In culinary school, there’s a day dedicated to salt and a presentation designed to shock and inform the students. A student volunteer is called to the front and asked to add salt to a boiling pot of water for poaching vegetables. The class tastes the water and all agree more salt is needed. A little more salt goes into the pot, the students taste the water, and the group agrees that the salt is now sufficient. At this point the teacher makes his or her own pot of poaching water with what appears to be a ghastly amount of salt. The students taste the heavily salted water, grimace, and declare it horrible and definitively over-salted. The all-knowing teacher then poaches some cut vegetables in both pots. Students taste, compare, and all agree the vegetables cooked in the “over-salted” water not only taste better but taste more complex. Other flavors come forward and the vegetables taste more like what they are. Carrots, taste more carroty, green beans taste more green beany. And voila, students learn that salt is magic.
Court bouillon is defined as a flavorful poaching liquid. It can be as simple as water, salt, and wine, or it can include aromatic vegetables, spices, and herbs. The flavoring agents simmer in salty and acidic liquid, creating a flavorful quick stock, before foods like vegetables, fish, or other tender foods are added and poached.
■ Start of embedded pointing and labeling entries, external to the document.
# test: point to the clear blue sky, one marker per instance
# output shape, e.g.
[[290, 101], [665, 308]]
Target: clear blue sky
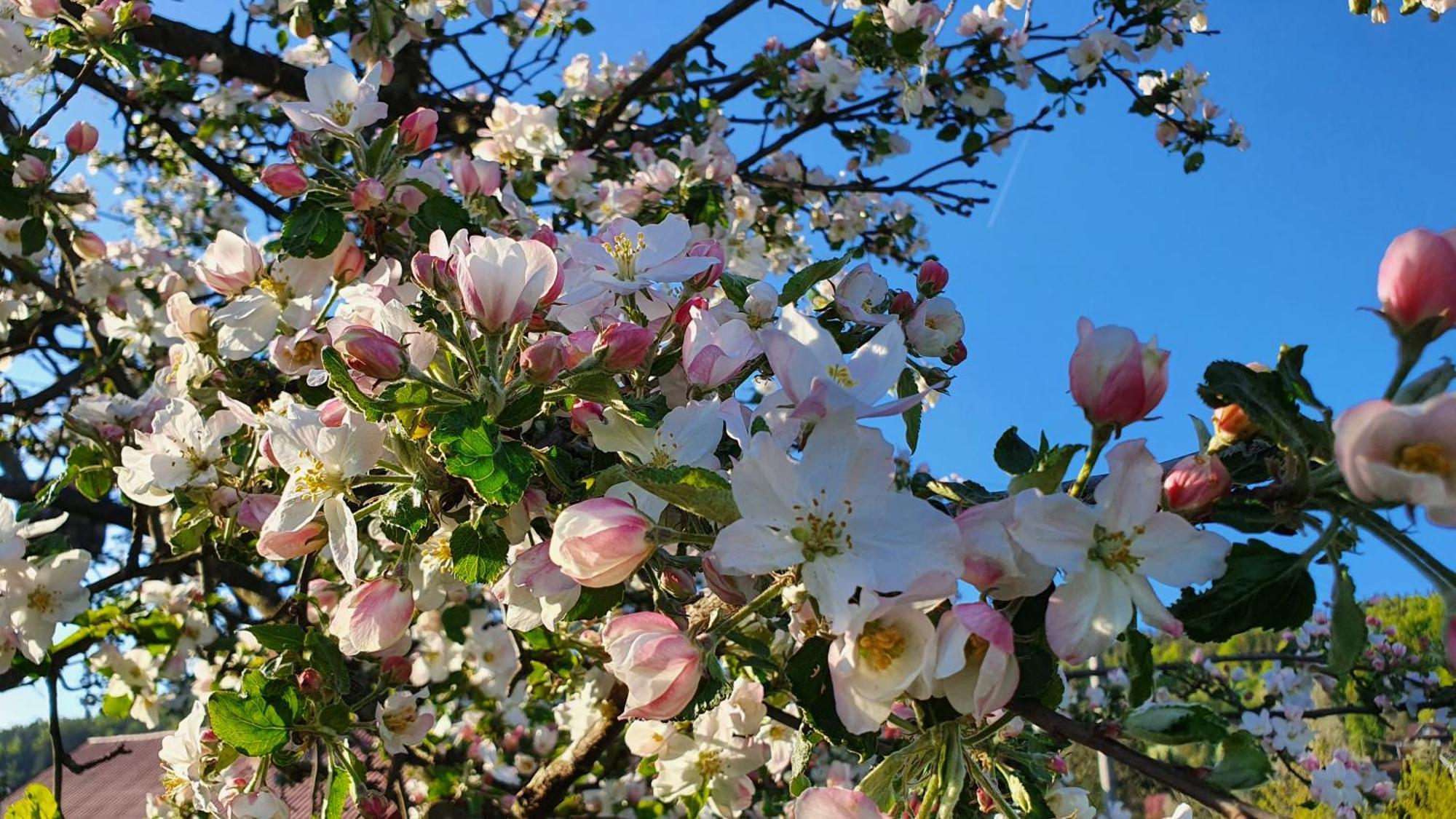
[[1349, 126]]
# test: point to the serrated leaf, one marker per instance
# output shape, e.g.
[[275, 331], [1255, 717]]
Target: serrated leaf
[[312, 231], [1176, 723], [478, 551], [804, 279], [1013, 454], [697, 490], [1348, 628], [254, 726], [1263, 587], [279, 637]]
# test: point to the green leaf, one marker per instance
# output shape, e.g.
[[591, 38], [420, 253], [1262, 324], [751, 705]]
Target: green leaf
[[1243, 762], [94, 475], [1139, 666], [1267, 401], [1429, 384], [1176, 723], [405, 518], [595, 602], [312, 231], [478, 551], [692, 488], [440, 213], [254, 726], [813, 689], [803, 280], [1014, 455], [1348, 630], [37, 803], [1263, 587], [280, 637], [905, 388]]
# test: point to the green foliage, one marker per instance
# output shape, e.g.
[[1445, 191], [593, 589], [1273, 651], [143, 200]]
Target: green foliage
[[1263, 587]]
Salt is unpopular for health reasons and the amounts used in restaurants, arguably to make food taste the way customers like it to taste, is not a popular subject amongst food writers. This might explain why most of the recipes for poaching liquid available to the home cook use such small amounts of it.
A quick search online brings up Court Bouillon recipes from some trusted sources. The amounts of salt vary, but none list the salt amounts typically used by chefs in restaurants around the country.
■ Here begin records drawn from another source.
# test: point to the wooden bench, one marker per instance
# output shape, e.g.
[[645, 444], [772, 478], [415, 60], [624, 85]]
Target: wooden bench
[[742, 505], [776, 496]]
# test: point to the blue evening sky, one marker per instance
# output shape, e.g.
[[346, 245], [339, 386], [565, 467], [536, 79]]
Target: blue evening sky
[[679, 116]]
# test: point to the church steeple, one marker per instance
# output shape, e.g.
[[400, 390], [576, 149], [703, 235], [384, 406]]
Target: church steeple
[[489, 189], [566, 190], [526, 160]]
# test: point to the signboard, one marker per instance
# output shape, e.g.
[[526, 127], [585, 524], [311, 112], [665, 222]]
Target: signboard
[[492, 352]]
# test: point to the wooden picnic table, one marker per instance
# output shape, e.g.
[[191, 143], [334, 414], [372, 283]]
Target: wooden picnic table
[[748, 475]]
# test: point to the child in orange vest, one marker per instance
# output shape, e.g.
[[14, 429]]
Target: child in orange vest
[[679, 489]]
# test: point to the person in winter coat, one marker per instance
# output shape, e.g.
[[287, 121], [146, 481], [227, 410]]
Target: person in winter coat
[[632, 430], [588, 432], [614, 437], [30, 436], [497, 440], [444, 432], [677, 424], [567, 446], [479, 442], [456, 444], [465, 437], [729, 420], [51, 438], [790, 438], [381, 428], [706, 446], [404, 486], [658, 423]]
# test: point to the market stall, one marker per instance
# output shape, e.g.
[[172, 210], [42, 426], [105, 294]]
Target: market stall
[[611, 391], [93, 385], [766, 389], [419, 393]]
Martha Stewart recommends a little less than a teaspoon of salt per quart of water, barely enough to register to the palette; Epicurious nearly half that, and most surprising, Alton Brown, the original truth-teller and why-recipes-work guy, lists no salt whatsoever.
It’s arguable whether an unsalted liquid even qualifies as court bouillon, in that a flavorful poaching liquid isn’t very flavorful without salt. Alton Brown, knows a lot about cooking and culinary definitions, and he knows what a court bouillon is and isn’t. He also knows what makes food taste good, or as he would say “good eats”. So why does he omit the salt for his recipe and why do others use such timid amounts? In my experience, chefs often use three times as much salt or more for poaching liquid. Although, to be honest, I doubt most of them could give you advice on exactly how much to use, except maybe to quote the classic guideline of: salt the water until it tastes like the sea.
If I had to put a number on it, I’d bet two and a half to three teaspoons to a quart is about right in most cases. Root vegetables typically can take a lot of salt, while seafood and greens might take less. The best way to test the salt levels is to taste it, just like we try to teach at culinary school. Take a little bit of whatever it is you are cooking. Poach it for a few minutes in the court bouillon and taste it. Once you taste it, you’ll know, and you’ll wonder about those other recipes too.